Дорогою Никитушка успел сообщить мне множество деревенских новостей. Между прочим, он сказал, что обо мне справлялась дьячкова Анна: вернулся ли я из Шахры. Почему нейдет в Марьино, если уж он дома: «Мы по нем соскушнились».
– Да кто же они-то? – спрашиваю.
– Знамо уж кто: сама Анна-то дьячкова да Марья, дочь Андрея Никифорова.
– Почему же это ты знаешь?
– Во-она! Да, поди, все девки с парнями про это знают. Экой ты простой парень!
– Да чего знают-то?.. Чудак ты голова!
– Вестимо чего. Марья-то, слышь, от тебя с ума сходит. Худеть с лица зачала, должно, пищи уж не решилась ли!

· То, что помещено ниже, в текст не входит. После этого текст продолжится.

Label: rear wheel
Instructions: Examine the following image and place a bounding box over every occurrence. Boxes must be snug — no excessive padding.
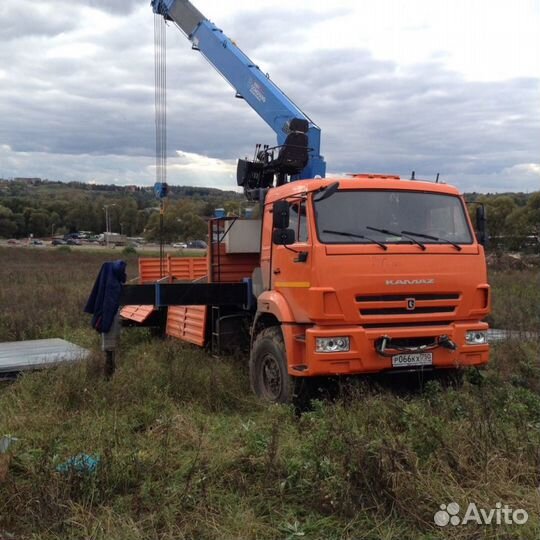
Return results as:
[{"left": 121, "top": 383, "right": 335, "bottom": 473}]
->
[{"left": 249, "top": 326, "right": 295, "bottom": 403}]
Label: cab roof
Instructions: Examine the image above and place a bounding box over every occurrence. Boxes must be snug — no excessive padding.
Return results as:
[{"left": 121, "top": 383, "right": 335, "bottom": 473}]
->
[{"left": 265, "top": 173, "right": 460, "bottom": 203}]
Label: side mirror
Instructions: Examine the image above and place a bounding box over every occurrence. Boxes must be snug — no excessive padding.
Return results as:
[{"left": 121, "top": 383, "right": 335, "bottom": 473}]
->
[
  {"left": 476, "top": 204, "right": 488, "bottom": 246},
  {"left": 272, "top": 201, "right": 290, "bottom": 229},
  {"left": 272, "top": 229, "right": 296, "bottom": 246}
]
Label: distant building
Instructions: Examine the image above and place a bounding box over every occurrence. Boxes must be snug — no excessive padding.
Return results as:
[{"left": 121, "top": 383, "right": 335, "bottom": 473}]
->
[{"left": 13, "top": 177, "right": 41, "bottom": 185}]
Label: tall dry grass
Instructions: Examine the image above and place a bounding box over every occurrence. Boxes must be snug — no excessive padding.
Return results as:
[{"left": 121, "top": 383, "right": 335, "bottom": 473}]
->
[{"left": 0, "top": 247, "right": 540, "bottom": 540}]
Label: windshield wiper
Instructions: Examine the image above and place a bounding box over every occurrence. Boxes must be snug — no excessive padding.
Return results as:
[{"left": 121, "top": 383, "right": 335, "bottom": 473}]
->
[
  {"left": 401, "top": 231, "right": 461, "bottom": 251},
  {"left": 323, "top": 229, "right": 388, "bottom": 251},
  {"left": 366, "top": 226, "right": 426, "bottom": 251}
]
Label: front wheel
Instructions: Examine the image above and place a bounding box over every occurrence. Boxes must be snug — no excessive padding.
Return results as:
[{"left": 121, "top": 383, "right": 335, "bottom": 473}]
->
[{"left": 249, "top": 326, "right": 295, "bottom": 403}]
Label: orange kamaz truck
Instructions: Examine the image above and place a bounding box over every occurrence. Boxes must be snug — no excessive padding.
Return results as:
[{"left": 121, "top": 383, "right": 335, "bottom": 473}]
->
[
  {"left": 122, "top": 0, "right": 490, "bottom": 402},
  {"left": 123, "top": 175, "right": 490, "bottom": 402}
]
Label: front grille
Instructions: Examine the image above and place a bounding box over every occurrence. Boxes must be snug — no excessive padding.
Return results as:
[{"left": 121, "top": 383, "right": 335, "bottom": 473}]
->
[
  {"left": 363, "top": 320, "right": 452, "bottom": 328},
  {"left": 360, "top": 306, "right": 456, "bottom": 315},
  {"left": 356, "top": 292, "right": 461, "bottom": 322},
  {"left": 356, "top": 293, "right": 459, "bottom": 302}
]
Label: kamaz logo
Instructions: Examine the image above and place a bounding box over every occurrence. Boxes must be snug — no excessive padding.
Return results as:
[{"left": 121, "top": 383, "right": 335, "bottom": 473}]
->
[{"left": 386, "top": 279, "right": 435, "bottom": 285}]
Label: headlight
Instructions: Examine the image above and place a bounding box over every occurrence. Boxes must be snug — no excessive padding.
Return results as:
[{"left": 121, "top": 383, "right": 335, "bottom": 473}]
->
[
  {"left": 315, "top": 337, "right": 351, "bottom": 352},
  {"left": 465, "top": 330, "right": 487, "bottom": 345}
]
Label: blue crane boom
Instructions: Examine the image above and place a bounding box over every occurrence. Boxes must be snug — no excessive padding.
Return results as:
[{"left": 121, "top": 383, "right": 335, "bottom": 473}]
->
[{"left": 152, "top": 0, "right": 326, "bottom": 178}]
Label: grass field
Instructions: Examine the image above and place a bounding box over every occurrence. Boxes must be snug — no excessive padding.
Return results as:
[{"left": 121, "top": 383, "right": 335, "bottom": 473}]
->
[{"left": 0, "top": 249, "right": 540, "bottom": 540}]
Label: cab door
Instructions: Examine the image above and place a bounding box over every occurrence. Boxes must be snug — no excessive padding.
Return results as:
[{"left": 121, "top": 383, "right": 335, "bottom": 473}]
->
[{"left": 270, "top": 198, "right": 312, "bottom": 322}]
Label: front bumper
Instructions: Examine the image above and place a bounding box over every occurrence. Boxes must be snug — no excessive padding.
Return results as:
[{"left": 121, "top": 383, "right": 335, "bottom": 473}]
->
[{"left": 287, "top": 321, "right": 489, "bottom": 377}]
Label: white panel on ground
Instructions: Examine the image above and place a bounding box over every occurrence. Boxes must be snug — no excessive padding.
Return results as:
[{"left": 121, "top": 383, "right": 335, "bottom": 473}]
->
[{"left": 0, "top": 338, "right": 90, "bottom": 376}]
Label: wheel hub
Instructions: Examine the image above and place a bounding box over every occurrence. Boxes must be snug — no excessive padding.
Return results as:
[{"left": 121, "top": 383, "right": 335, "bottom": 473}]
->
[{"left": 262, "top": 354, "right": 282, "bottom": 399}]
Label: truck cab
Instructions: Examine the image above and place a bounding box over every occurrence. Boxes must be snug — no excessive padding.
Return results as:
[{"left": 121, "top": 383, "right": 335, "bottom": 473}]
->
[{"left": 251, "top": 175, "right": 490, "bottom": 401}]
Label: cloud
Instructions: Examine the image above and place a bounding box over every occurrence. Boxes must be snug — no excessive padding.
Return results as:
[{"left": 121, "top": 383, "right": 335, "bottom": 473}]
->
[{"left": 0, "top": 0, "right": 540, "bottom": 191}]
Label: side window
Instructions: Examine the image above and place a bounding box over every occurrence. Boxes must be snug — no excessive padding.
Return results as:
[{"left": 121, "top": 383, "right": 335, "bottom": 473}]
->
[{"left": 289, "top": 201, "right": 308, "bottom": 242}]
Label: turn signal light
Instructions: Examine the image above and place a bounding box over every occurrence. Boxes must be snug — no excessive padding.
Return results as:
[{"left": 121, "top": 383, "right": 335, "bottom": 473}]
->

– Что за вздор ты мелешь?!
– Экой ты, погляжу я, простой барин! Чай, я слышанное толкую. Люб, значит, ты больно Марье-то, вот она по тебе и стала сохнуть… Только ты, слышь, что я тебе скажу: соблюдай осторожность. Парфенка подрядчиков сведал про это и хвастает тебе бока намять. Ну, да ты на праздниках-то не опасайся: я тебя оберегать стану. Отец Парфенку женить надумал: баловаться парнишка на чужой стороне научился. Как Парфенка на поседках форсит! Девки ему похвастались, что ты им за все гостинцев приносишь, а он когда-когда подсолнухами их оделит. Так вечор Парфенка платок с жемками да орехами приволок, кинул девкам на колени и сказал: «Мы сами никаким господам не уступим, а что насчет семенихинского барина, то ему далеко со мной не изровняться».
До самого Марьина болтал Никитушка. Я слушал его и не отвечал: досада, опасение за доброе имя девушки и самобичевания волновали меня всю дорогу. У ворот одного, более других освещенного, дома, куда мы подошли, Никитушка потихоньку сказал:
– А ведь Марьи, гать, на беседке и нетуть.

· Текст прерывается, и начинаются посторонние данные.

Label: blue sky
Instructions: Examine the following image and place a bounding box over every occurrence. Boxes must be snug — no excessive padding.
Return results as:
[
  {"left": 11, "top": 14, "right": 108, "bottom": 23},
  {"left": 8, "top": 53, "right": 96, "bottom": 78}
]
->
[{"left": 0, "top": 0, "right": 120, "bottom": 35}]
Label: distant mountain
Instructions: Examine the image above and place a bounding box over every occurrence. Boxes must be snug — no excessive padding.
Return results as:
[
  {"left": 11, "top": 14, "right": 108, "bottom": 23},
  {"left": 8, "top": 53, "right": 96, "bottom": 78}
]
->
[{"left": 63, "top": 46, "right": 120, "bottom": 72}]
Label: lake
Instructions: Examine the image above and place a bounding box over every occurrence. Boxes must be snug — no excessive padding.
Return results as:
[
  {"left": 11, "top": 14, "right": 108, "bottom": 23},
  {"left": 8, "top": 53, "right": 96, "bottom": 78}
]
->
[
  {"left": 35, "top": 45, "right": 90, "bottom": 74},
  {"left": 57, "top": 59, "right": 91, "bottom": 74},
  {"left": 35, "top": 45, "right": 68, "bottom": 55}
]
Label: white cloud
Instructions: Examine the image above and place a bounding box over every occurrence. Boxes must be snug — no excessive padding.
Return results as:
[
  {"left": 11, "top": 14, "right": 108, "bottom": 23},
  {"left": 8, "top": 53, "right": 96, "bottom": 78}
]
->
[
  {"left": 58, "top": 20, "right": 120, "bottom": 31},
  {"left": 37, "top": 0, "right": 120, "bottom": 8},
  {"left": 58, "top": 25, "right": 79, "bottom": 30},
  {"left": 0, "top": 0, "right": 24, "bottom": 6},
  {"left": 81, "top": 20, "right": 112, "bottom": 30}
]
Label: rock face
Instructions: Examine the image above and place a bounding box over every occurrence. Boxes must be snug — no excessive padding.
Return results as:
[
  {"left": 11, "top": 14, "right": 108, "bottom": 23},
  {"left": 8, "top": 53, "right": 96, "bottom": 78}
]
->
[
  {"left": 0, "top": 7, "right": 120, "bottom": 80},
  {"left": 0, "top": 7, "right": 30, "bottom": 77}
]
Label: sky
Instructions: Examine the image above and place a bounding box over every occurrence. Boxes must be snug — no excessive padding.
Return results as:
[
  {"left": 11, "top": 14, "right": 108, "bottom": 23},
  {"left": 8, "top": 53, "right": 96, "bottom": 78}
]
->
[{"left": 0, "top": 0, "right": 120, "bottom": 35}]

Беседницы встретили меня приветливо, гречанка едва заметно покачала головою. Но Маши не видать. Парней было человек пять, и в числе их Парфен Игнатьич. Никитушка как влез в своем нагольном тулупе, так, не раздеваясь, и забился в дальний угол.

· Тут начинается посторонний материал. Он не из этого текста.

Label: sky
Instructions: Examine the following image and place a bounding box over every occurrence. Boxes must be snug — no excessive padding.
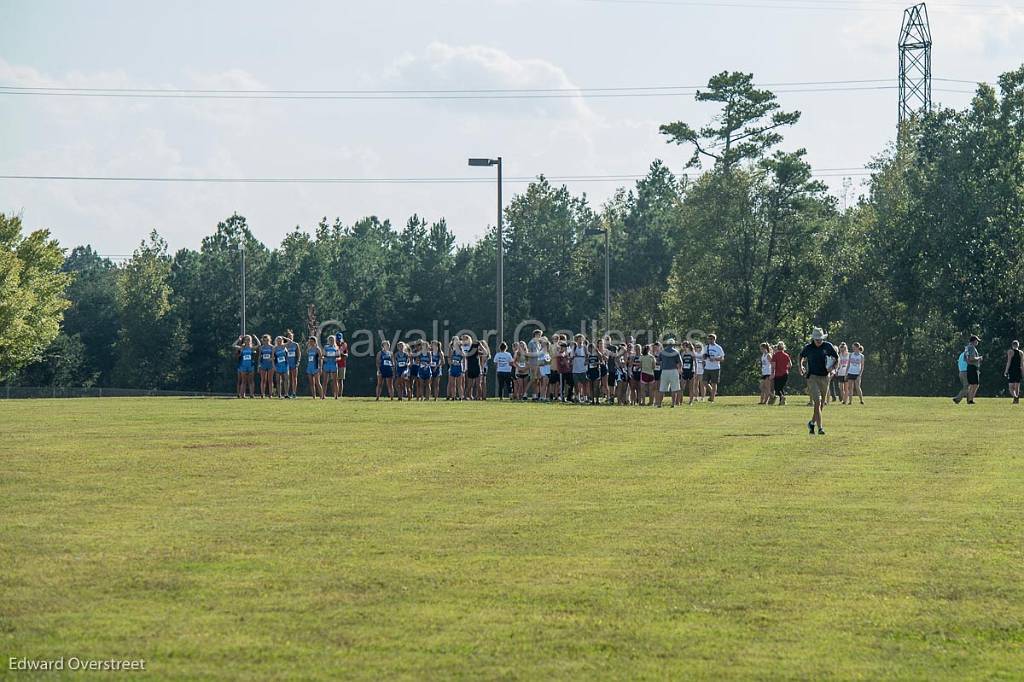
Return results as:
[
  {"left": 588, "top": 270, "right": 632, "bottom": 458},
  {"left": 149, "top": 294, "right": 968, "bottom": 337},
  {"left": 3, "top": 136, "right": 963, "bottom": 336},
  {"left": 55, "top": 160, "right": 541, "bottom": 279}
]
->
[{"left": 0, "top": 0, "right": 1024, "bottom": 255}]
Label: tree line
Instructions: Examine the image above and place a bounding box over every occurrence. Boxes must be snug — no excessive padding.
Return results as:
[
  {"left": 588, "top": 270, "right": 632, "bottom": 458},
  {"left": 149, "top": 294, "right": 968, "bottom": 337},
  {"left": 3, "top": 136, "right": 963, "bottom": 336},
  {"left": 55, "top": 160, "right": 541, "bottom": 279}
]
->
[{"left": 0, "top": 67, "right": 1024, "bottom": 394}]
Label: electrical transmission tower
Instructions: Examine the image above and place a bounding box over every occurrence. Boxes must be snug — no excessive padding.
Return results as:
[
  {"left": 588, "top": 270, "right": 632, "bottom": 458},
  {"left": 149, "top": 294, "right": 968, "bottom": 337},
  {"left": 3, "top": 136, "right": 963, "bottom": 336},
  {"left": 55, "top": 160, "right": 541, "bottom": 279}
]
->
[{"left": 899, "top": 3, "right": 932, "bottom": 128}]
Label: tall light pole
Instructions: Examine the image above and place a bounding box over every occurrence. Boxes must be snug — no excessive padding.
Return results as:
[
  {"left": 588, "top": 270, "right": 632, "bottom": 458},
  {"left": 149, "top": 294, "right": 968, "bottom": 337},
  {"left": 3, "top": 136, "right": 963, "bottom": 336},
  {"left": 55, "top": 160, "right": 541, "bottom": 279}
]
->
[
  {"left": 584, "top": 226, "right": 611, "bottom": 334},
  {"left": 239, "top": 242, "right": 246, "bottom": 336},
  {"left": 469, "top": 157, "right": 505, "bottom": 348}
]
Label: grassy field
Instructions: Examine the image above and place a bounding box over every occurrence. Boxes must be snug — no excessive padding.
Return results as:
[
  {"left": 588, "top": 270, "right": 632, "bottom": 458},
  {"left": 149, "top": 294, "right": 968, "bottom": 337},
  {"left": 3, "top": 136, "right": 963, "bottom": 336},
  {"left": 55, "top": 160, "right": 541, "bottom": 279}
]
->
[{"left": 0, "top": 398, "right": 1024, "bottom": 680}]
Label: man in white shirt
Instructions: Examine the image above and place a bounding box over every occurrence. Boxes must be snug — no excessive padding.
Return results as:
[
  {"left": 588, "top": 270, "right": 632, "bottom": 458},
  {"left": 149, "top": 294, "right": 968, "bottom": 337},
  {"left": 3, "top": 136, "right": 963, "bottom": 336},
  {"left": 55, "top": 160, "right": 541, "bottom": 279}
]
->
[
  {"left": 705, "top": 334, "right": 725, "bottom": 402},
  {"left": 494, "top": 341, "right": 513, "bottom": 400}
]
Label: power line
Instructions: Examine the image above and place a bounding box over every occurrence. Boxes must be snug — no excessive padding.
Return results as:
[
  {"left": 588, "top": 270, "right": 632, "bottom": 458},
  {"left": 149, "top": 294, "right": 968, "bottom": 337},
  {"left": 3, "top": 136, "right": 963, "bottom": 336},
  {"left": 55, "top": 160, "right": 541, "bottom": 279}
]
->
[
  {"left": 0, "top": 167, "right": 871, "bottom": 184},
  {"left": 582, "top": 0, "right": 1022, "bottom": 15},
  {"left": 0, "top": 81, "right": 974, "bottom": 100},
  {"left": 0, "top": 78, "right": 897, "bottom": 94}
]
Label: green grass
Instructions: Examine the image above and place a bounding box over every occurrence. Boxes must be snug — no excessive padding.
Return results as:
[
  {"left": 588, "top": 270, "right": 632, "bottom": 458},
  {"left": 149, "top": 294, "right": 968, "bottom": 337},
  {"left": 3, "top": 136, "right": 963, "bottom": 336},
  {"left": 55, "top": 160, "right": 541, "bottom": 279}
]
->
[{"left": 0, "top": 398, "right": 1024, "bottom": 680}]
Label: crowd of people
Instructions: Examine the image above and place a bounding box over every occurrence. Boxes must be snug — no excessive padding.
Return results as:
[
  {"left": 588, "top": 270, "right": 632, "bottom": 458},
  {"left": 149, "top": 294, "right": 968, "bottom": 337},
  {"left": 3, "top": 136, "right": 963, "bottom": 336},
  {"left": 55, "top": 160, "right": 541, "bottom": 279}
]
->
[{"left": 232, "top": 328, "right": 1024, "bottom": 434}]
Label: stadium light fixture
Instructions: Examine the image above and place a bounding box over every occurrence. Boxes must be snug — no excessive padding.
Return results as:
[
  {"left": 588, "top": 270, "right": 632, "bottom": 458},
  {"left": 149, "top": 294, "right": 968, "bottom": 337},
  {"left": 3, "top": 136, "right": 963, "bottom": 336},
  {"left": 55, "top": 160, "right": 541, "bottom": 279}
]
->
[{"left": 469, "top": 157, "right": 505, "bottom": 393}]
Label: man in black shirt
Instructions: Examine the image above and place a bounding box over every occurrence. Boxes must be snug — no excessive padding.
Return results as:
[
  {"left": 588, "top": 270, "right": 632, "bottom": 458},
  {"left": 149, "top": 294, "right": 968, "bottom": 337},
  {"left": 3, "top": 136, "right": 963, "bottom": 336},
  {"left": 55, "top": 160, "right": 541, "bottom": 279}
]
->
[{"left": 800, "top": 327, "right": 839, "bottom": 435}]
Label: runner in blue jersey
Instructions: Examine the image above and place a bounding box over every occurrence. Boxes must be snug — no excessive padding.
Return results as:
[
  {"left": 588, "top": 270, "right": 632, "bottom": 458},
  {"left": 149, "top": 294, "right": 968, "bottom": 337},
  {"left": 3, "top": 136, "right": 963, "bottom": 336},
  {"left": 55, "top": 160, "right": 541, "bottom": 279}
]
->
[
  {"left": 430, "top": 341, "right": 444, "bottom": 400},
  {"left": 394, "top": 341, "right": 410, "bottom": 400},
  {"left": 306, "top": 336, "right": 324, "bottom": 400},
  {"left": 273, "top": 336, "right": 288, "bottom": 398},
  {"left": 233, "top": 334, "right": 257, "bottom": 398},
  {"left": 324, "top": 336, "right": 341, "bottom": 400},
  {"left": 285, "top": 330, "right": 302, "bottom": 397},
  {"left": 259, "top": 334, "right": 273, "bottom": 398},
  {"left": 447, "top": 336, "right": 466, "bottom": 400},
  {"left": 377, "top": 341, "right": 394, "bottom": 400},
  {"left": 416, "top": 340, "right": 433, "bottom": 400}
]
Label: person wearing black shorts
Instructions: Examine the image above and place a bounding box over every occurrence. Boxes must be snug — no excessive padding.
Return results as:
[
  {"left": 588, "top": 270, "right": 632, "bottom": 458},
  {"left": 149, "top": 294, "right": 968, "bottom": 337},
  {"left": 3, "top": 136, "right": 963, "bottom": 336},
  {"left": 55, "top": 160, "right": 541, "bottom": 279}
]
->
[
  {"left": 964, "top": 336, "right": 984, "bottom": 404},
  {"left": 1002, "top": 341, "right": 1024, "bottom": 404}
]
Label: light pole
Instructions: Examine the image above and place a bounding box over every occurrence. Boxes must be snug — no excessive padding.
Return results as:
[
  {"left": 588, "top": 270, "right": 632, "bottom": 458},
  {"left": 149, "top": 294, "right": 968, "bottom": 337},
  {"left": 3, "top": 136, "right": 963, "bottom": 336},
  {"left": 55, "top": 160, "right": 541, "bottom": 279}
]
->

– Наше вам нижайшее, господин Платонов! – с комическою важностью поклонился мне сын подрядчика. – Все ли здоровы?
Я присел к Аннушке. В руках подрядчикова сына была хорошая гармоника. Беседницы просили его сыграть песенку, но как сам щеголь, так равно и другие из ребят не умели, а один только Никитушка играл. Передали ему гармонику.
– Какую, деушки, зачинать? – осведомился из угла парень.
– Какую сам удумаешь!
Никитушка начал, и беседа разом взяла:
Сне-е-ж-ки бе-е-елы-ые пу-ши-стые…
Мы с гречанкою между тем вели разговор. Я узнал, что Маша вчера была здесь, но что теперь она уже до святок не придет; затем мне сказали, что Парфен Игнатьич усердно за ней ухаживает, но что девушке это очень не нравится. Сообщили также, что «одна из девушек», в продолжение моего отсутствия, все ждала меня.
– Где же вы пропадали? – заключила вопросом Аннушка.
Я начал рассказывать… Собеседница покачала головой и перебила:
– Нашли бы время и сюда заглянуть, если бы захотели… Удивляюсь я только одному: как жестоки мужские сердца и между образованными людьми. А я думала, что если который человек образован, то он скорее может понимать и не мучит других понапрасну.
– Вы кого имеете в виду?
– Отлично хорошо сами знаете. Нечего вам и спрашивать, – сверкнув темно-карими глазами, гневно ответила гречанка. – Не место здесь, а то я поговорила бы с вами.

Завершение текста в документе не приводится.